Born in Hull, England, Ida Møller was the daughter of the DFDS shipping executive Charles Møller (1843–93) and his English wife Emily Watson (1847–81). Brought up in a musical family, Møller was initially trained in singing by the opera singer Sophie Keller before joining the students of Royal Danish Theatre on the recommendation of the conductor Johan Svendsen, who appreciated her bright soprano voice. Her stage début was as the Queen of the Night in The Magic Flute in 1894. After further study under the tenor Vittore Devilliers (1849-1932) in Paris, she embarked on the roles in Mozart's operas she would continue to perform until her retirement in 1926. Apart from a short period at the Dagmar Theatre, she performed at the Royal Theatre throughout her career. Other notable roles included Siebel and Margarethe in Gounod's Faust, Euridice and Eros in Gluck'sOrfeo ed Euridice, and Venus in Tannhäuser.

After her official retirement, she continued to sing in concerts in addition to her work as a voice teacher.
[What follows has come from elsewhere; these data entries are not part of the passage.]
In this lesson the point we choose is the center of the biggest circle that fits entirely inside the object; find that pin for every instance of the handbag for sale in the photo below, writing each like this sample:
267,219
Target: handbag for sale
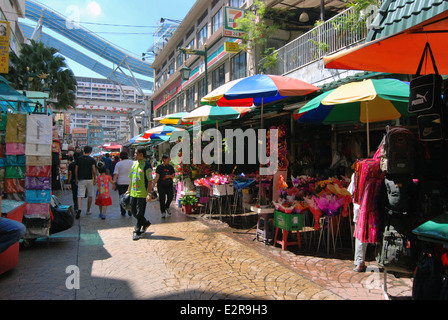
430,127
39,129
38,196
426,90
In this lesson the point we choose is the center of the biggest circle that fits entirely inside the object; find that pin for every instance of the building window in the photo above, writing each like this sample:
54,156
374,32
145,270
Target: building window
239,66
172,107
180,102
191,44
236,3
202,86
180,60
190,98
217,21
202,36
219,77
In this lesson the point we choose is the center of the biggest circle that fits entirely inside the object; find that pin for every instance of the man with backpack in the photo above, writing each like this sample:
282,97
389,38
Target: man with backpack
140,188
85,176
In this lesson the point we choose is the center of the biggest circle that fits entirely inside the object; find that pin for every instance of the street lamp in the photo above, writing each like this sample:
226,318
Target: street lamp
185,71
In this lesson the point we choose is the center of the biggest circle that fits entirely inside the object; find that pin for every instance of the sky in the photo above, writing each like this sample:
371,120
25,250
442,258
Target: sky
127,24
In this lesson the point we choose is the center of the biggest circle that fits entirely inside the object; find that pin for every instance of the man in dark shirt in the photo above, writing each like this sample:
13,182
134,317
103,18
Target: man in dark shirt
72,182
108,162
85,176
164,179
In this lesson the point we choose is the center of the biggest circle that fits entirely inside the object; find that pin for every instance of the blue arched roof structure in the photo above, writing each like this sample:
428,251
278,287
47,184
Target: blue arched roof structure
83,37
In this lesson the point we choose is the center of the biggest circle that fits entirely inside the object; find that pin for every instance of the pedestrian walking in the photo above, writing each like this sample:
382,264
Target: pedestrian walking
72,182
10,231
103,199
108,163
85,179
121,176
164,178
140,187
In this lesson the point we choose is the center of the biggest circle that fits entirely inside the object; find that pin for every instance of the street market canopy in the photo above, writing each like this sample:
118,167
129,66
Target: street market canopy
398,38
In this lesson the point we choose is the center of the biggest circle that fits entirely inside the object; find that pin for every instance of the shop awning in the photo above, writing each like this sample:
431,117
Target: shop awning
399,52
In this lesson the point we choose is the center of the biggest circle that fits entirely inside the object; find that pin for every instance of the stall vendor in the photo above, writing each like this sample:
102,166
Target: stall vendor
10,231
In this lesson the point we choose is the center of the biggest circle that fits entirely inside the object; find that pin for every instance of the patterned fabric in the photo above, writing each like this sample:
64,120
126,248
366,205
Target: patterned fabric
103,196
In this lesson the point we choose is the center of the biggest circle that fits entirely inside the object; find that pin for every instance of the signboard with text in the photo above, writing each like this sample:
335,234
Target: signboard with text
231,15
4,46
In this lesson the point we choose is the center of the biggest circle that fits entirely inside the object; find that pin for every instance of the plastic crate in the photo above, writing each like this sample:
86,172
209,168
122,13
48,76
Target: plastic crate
288,221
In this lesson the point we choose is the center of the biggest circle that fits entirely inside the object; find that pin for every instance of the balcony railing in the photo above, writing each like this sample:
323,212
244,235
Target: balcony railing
341,31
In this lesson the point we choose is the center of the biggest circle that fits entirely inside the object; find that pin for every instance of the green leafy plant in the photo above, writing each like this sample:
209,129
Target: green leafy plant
256,31
188,200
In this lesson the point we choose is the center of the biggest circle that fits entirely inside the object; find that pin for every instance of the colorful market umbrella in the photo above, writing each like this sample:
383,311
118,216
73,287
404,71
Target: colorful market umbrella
174,119
257,90
366,101
213,113
400,52
160,131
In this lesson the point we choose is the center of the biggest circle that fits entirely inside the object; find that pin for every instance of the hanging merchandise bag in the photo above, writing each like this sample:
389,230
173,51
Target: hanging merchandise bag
39,129
426,90
398,152
428,278
396,252
38,160
38,196
430,127
38,183
399,193
33,149
16,128
38,171
13,148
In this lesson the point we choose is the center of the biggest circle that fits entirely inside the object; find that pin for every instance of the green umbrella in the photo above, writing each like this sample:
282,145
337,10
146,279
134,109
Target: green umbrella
366,101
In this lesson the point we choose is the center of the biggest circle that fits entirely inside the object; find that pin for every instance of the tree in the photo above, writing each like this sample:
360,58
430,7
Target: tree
42,68
257,33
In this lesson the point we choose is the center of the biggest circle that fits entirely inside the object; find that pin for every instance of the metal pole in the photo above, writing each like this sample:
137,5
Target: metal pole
206,69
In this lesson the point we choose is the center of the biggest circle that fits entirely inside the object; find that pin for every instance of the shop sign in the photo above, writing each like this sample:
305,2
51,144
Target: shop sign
231,47
4,46
231,15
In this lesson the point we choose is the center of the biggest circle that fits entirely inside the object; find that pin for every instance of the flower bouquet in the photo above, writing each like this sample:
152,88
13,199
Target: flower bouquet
329,204
312,205
301,207
287,206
She was given the title Kongelig Kammersanger (Royal Chamber Singer) by King Frederik VIII in 1907. In 1926, she was awarded the Ingenio et Arti medal. Møller made a number of recordings from 1904 to 1909, including a duet from The Magic Flute with Helge Nissen.

Ida Møller died in the Copenhagen district of Frederiksberg on 10 August 1947 and is buried in Holmens Cemetery.